Wildfire smoke is expected to persist for the next five days but long-range models are showing a small possibility of cooler temperatures and rain starting next weekend.

Long-range models show small possibility of cooler temperatures and rain starting next weekend

A boat travels out of Burrard Inlet as smoke from wildfires across the province fills the air in Vancouver. (Darryl Dyck/THE CANADIAN PRESS)

An ocean breeze felt across Metro Vancouver Sunday had locals hopeful the smoky skies overhead might soon clear.

But according to CBC meteorologist Johanna Wagstaffe, the small change in the weather pattern was only temporary and not nearly strong enough to disrupt the high-pressure ridge parked over the South Coast.

Wagstaffe says the ridge will keep the smoke, from numerous wildfires across the province, in place for at least another five days.

People are seen taking in the view from Grouse Mountain in North Vancouver, B.C. as a thick smoky haze blankets West Vancouver in the background. (Jonathan Hayward/The Canadian Press)

"While low winds and low chance of lightning are the silver lining for the fire regions, the stagnant conditions will ensure wildfire smoke will be an ongoing problem over the southern half of the province," said Wagstaffe.

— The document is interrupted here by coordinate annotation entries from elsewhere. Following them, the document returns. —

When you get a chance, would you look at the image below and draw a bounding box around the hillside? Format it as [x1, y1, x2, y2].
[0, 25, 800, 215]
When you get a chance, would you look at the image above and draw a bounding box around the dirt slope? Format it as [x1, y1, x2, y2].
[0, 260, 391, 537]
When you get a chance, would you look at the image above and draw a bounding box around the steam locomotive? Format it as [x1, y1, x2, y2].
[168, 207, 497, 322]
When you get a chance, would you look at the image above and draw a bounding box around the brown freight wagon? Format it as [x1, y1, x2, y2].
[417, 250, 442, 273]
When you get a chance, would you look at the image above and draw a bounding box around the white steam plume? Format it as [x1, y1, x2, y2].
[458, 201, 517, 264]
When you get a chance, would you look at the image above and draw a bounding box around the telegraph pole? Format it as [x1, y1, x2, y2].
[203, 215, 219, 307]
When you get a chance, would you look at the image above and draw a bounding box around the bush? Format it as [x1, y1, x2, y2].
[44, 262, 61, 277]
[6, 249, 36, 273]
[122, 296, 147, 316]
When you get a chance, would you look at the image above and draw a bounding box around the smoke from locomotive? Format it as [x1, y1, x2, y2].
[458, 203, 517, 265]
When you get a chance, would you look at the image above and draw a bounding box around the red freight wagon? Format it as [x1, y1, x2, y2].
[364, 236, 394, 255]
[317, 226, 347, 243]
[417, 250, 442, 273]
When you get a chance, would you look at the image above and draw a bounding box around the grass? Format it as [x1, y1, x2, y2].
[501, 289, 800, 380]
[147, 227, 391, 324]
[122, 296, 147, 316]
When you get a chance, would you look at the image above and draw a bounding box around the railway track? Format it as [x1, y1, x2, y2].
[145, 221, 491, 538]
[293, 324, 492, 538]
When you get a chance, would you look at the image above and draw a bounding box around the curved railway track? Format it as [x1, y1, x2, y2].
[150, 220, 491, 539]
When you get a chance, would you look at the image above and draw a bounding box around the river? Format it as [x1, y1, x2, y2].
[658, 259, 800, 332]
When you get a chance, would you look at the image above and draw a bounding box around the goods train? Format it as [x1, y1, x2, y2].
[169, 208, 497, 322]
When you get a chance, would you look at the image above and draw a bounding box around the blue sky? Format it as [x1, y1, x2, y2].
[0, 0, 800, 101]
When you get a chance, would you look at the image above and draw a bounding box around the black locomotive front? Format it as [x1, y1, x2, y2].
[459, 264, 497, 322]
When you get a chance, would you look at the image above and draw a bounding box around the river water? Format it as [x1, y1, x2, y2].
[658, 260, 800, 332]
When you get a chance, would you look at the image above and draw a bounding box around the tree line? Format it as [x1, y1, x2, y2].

"Air quality is fluctuating quite dramatically across Metro Vancouver. The worst areas are closer to Burrard Inlet."

The stagnant system means little change for places in the province suffering from the worst air quality readings for weeks already, like Kamloops and Williams Lake.

Temperatures  are expected to be similar to last week, reaching the high 20s and low 30s in Metro Vancouver and mid-30s in the Interior. 

According to Wagstaffe, some weather models indicate smoke relief, cooler temperatures and possibly rain may be on the horizon as early as next Saturday if a low-pressure ridge in Alaska is able to force its way south.

"Long-range outlooks are still pointing towards this being the start of an overall pattern change for the second half of August, which could allow more low-pressure systems to bring rain in," she said.